In Beijing, the Chinese government denied reports that its hackers had targeted India’s power grid in Ladakh. “We have taken note of the relevant information,” Chinese Foreign Ministry spokesman Zhao Lijian said at a press briefing. “As I have repeatedly stated, we strongly oppose and suppress all forms of piracy activity. We will never encourage, support or condone such activity,” he said.)
In a previous report in February this year, Recorded Futures reported that another hacking group, RedEcho, had targeted as of mid-2020 “10 separate Indian power organizations, including 4 of the 5 centers regional load forwarding (RLDC)” and two ports.
He named Delhi SLDC Networks, DTL Tikri Kalan Substation, Western RLDC, NTPC Power Station Kudgi in Karnataka, Southern RLDC, Telangana SLDC and Eastern and Southern RLDCs. northeast as well. The two ports were Mumbai Port and VOC Port of Tuticorin in Tamil Nadu.
The new report says that after a temporary lull following the disclosure of RedEcho’s activities, hackers have resumed and likely carried out their attacks via co-opted and compromised DVR/IPR camera devices on the Internet in Taiwan and South Korea.
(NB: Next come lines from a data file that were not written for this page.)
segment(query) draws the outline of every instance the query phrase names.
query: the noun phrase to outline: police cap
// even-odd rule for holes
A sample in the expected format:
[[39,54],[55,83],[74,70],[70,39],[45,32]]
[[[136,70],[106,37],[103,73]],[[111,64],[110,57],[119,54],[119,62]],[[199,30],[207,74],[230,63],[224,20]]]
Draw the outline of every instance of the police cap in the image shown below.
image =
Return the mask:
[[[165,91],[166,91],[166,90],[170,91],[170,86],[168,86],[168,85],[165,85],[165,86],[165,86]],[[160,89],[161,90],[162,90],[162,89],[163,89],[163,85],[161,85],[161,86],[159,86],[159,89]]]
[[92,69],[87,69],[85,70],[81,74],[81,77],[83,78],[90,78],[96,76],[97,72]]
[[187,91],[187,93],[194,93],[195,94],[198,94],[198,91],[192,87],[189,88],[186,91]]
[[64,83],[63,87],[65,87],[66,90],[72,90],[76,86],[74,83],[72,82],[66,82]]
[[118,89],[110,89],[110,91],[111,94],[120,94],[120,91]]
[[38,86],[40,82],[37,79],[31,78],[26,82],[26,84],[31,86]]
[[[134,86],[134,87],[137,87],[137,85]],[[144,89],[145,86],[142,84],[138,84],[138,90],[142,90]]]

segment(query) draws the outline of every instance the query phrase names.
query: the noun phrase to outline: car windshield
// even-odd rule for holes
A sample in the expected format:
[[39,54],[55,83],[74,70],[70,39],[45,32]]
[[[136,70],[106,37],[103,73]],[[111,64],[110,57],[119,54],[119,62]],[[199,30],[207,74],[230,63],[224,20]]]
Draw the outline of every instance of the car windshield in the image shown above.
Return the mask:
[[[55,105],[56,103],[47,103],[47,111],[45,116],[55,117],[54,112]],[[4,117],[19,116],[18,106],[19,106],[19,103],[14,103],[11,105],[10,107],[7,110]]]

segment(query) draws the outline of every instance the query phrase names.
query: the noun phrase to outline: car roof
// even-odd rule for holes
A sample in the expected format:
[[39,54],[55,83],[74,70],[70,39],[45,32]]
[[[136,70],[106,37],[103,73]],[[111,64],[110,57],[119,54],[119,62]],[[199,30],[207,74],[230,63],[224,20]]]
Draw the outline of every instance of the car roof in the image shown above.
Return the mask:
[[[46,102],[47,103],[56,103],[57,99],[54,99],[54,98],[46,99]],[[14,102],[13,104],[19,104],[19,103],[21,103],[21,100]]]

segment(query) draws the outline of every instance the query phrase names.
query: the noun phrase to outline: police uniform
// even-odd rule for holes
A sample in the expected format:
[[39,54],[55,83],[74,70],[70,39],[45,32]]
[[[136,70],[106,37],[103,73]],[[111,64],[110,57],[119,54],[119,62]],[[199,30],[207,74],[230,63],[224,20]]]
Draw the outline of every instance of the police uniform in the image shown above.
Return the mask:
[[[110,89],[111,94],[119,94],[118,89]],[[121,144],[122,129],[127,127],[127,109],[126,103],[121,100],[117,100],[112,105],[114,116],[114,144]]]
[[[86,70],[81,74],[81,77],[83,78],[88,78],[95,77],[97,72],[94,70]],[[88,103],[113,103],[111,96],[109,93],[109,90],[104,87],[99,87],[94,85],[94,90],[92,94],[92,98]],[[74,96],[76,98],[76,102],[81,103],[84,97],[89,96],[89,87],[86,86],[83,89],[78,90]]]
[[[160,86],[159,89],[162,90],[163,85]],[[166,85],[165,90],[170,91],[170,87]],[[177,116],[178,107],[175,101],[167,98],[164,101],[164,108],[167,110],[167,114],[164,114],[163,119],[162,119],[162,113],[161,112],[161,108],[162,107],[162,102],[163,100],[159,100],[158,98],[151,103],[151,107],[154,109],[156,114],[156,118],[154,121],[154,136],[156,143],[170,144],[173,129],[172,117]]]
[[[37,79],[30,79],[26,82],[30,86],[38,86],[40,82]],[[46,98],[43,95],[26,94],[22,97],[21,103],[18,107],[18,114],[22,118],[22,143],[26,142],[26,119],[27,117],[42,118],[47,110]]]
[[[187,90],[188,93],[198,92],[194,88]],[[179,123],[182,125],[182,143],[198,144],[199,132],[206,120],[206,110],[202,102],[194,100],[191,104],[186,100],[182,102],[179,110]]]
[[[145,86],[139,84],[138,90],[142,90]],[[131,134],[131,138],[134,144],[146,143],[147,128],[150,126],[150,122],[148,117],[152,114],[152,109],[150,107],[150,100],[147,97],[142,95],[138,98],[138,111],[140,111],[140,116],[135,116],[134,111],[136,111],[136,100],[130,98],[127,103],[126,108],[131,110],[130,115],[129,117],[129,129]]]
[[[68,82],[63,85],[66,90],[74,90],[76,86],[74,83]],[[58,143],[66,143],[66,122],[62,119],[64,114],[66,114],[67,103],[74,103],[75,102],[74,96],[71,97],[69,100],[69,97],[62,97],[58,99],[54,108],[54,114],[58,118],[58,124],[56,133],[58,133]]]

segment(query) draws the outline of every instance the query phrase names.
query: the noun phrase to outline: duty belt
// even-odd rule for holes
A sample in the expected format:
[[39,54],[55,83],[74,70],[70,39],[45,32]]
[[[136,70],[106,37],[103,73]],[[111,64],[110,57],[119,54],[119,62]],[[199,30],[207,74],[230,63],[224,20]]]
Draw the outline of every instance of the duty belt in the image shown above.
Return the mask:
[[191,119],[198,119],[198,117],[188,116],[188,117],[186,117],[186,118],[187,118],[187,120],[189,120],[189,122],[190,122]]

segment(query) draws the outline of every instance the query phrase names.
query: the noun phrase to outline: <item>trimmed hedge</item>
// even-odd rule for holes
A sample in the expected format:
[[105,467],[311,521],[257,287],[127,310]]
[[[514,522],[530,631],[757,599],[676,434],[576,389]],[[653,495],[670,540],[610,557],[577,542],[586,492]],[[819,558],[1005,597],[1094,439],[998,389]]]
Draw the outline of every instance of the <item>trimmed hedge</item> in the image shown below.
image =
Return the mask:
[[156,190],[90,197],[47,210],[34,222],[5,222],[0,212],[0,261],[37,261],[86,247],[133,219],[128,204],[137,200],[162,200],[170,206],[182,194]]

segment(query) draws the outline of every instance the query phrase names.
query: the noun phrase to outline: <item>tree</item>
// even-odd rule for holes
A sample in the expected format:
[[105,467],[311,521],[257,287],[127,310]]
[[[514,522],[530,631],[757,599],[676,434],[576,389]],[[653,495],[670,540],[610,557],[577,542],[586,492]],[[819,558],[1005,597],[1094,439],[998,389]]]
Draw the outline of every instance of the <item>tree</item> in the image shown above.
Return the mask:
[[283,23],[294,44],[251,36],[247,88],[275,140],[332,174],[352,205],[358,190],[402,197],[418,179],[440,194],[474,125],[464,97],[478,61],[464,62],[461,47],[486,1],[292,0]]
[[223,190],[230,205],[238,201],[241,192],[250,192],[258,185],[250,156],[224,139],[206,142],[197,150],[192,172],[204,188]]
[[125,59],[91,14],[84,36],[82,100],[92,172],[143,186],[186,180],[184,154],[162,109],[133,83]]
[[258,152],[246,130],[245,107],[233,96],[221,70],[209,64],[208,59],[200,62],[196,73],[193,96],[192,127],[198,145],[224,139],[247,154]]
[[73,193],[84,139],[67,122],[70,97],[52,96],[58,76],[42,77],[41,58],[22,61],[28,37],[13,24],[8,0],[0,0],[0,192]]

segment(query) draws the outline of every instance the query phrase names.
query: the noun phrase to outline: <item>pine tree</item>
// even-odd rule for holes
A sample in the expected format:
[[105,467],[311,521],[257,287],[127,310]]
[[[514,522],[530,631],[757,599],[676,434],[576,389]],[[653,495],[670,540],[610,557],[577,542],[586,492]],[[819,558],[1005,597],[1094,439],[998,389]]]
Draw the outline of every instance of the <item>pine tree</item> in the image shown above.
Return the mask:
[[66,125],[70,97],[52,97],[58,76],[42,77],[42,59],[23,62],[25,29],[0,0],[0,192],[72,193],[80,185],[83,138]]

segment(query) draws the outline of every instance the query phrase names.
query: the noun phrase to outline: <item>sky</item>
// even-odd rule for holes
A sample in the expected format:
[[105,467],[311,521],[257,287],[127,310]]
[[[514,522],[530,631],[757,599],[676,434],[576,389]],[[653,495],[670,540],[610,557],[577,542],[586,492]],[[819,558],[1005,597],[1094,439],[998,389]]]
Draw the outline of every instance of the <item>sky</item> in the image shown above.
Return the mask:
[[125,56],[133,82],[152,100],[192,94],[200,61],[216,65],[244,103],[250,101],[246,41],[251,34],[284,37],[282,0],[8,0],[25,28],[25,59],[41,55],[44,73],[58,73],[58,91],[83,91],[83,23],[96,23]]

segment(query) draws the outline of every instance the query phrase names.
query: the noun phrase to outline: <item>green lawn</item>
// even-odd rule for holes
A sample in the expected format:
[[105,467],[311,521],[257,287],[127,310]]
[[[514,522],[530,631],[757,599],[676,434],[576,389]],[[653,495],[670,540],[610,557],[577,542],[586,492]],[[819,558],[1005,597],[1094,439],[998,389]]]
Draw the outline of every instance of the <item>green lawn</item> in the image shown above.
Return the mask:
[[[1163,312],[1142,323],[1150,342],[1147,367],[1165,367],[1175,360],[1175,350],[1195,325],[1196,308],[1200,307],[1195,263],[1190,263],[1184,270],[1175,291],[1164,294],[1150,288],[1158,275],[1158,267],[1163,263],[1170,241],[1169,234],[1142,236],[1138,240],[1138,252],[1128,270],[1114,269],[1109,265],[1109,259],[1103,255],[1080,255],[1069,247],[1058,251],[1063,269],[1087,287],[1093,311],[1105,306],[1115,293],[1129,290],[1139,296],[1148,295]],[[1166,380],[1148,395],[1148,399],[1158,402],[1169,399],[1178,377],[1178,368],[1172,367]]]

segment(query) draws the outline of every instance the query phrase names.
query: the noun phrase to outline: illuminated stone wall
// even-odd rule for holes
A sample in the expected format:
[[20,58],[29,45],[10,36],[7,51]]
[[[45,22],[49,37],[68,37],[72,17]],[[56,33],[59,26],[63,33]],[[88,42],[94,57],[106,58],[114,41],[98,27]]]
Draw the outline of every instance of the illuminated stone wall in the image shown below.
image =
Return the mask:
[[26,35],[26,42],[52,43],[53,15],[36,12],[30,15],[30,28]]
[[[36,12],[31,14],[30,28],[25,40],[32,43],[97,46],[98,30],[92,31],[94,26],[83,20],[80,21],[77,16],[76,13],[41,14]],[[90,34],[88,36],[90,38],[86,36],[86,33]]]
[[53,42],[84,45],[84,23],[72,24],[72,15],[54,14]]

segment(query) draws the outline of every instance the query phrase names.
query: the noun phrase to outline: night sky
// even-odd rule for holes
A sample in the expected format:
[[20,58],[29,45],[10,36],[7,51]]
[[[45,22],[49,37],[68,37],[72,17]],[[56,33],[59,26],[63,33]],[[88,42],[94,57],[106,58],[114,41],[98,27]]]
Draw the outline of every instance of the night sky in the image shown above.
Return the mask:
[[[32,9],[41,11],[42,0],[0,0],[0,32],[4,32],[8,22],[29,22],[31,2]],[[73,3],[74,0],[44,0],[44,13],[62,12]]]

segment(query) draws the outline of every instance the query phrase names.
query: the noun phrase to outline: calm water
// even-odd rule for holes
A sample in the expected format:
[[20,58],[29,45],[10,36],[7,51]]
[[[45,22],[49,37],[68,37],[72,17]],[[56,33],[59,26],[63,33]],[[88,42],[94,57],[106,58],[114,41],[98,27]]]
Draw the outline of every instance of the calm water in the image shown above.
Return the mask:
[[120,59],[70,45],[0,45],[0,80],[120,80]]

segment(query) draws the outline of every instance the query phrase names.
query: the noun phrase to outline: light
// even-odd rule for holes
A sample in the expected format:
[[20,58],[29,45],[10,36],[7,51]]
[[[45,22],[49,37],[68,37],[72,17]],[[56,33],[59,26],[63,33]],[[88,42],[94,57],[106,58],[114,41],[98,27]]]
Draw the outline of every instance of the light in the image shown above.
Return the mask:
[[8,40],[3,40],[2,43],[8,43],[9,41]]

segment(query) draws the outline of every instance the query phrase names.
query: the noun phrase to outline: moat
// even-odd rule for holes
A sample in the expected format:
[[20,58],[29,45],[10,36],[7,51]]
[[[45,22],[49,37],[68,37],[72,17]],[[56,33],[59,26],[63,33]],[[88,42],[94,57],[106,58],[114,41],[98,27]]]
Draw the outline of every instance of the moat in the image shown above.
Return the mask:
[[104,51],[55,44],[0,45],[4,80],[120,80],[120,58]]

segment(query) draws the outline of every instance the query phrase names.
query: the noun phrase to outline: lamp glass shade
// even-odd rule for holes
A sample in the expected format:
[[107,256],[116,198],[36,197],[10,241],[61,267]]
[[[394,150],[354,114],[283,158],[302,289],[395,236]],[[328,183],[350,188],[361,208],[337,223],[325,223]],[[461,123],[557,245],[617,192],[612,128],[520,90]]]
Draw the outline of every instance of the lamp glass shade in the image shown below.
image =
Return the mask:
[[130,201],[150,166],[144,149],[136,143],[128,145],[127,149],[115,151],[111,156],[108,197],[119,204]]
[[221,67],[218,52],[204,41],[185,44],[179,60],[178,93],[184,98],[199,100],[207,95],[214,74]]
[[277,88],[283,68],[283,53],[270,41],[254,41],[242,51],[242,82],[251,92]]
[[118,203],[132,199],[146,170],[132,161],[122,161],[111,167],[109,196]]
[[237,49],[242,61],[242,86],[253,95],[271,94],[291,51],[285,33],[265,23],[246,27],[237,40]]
South. TAG-38 used these devices to command and control Shadowpad infections in targets. They also used the open source Fast Reverse Proxy, according to the report.
The report assessed that the targeting was “intended to enable the collection of information about critical infrastructure systems or prepositions for future activity.”
He also mentioned other hacking activities, in which targets included “an Indian managed services provider and an exploitation technology provider.” He said this activity was carried out by a group named TAG-26 which targeted several high value organizations in India using ShadowPad and other malware such as Poison Ivy and RoyalRoad RTF.